色々と奇怪な事件であり車に細工がしてあったとも言われているがそれが誰の仕業かはマゾーラも母も知らないことである。
「この世にはいませんが」
「それでも許せませんか」
「私自身も」
 マゾーラは言う。
「それをずっと知らずに父を尊敬し、その贅沢の中に身を浸していたのですから」
「他の人達を苦しめ、売って、脅して手に入れた贅沢で」
「そうです。私の全てはその忌まわしい贅沢で穢れています」
 そう自分を定義付けるのだった。
「そんな私が。どうして誰かに愛されるなどと」
「フロイライン」
 ヒルデガントはそうして自分を卑下するマゾーラに対して声をかけた。これまでになく優しい言葉で。
「はい」
「人は。誰でも同じなのです」
 そう彼女に語りはじめた。
「同じ。それは」
「御聞き下さい」
 また彼女に言った。拒もうとする彼女に対して。
「貴女は今はお父上のそうしたことを許せませんね」
「絶対に」
 それはすぐに出た。許せる筈がなかった。
「どうして。そんなことが」
「そのお父上はどんなお父上でしたか?」
「えっ!?」
 今のヒルデガントの言葉に思わず顔を上げた。そうして彼女の顔を見たのであった。
「どんなお父上でしたか。お話下さい」
「少なくとも私の前では優しい父でした」
 言われるままに答えた。それも正直に。
「一度も厳しいことを言ったことなく。私が泣いていたら慰めてくれて」
「とても心優しい方だったのですね」
「他人を散々欺いて陥れてきましたが」
 そうは言っても。自分に対しての優しい顔も思い出すのだった。
「それでも。私には」
「そういうことです。人は皆同じなのです」
「同じですか」
「そうです」
 そこでまた言うのだった。
「人には誰もが清らかな顔と醜い顔があります」
「二つの顔が」
「貴女のお父上は確かに人として許されぬ罪を犯しました」
 それは事実だ。彼女も否定できない。
「ですが。

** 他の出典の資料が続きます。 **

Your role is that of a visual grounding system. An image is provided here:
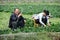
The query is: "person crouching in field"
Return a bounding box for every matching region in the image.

それと共に優しいお父上でした」
「その二つで相殺されると仰りたいのですか?それは」
「いえ、そうは申しません」
 ヒルデガントはそれは否定した。
「それは貴女も同じだということです」
「私も、ですか」
「そうです。貴女が忌み嫌うそのお父上の血が醜いものとするならば」
 あえてそれを出してから。また言う。
「貴女が本来持たれているその純粋な性格、それは清らかなものです」
「それをどうされるのですか?」
「私はそれを愛します」
 彼女は言った。
「私をですか」
「そう、貴女の本来持たれているものを。それを愛するのです」
「私にそんなものは」
「御自身では気付かれないものです」
 また穏やかな声で彼女に述べるのであった。
「清らかなものには。醜いものには気付いても」
「そうなのでしょうか」
「自分では中々わかりません。しかし他人から見れば違います」
「では私は」
「貴女のお父上のことはわかりました」
 それも受け止めるのであった。本来は彼女のものではないと思いつつも彼女のものとして。彼女がそれを望んでいるのであるから。
「ですがそれもまた受け取らせて頂けませんか」
「それもですか」
「そうです」
 それもまた受け止めると言うのだった。
「是非共」
「それでも。宜しいのですね」
「ええ」
 また頷く。
「私は。そうして貴女と共にいたいのです」
「本当に私で」
 また同じことを言ったが今度のは先の言葉とは少し言葉のニュアンスが違っていた。それもまた意味があったのをヒルデガントは感じていた。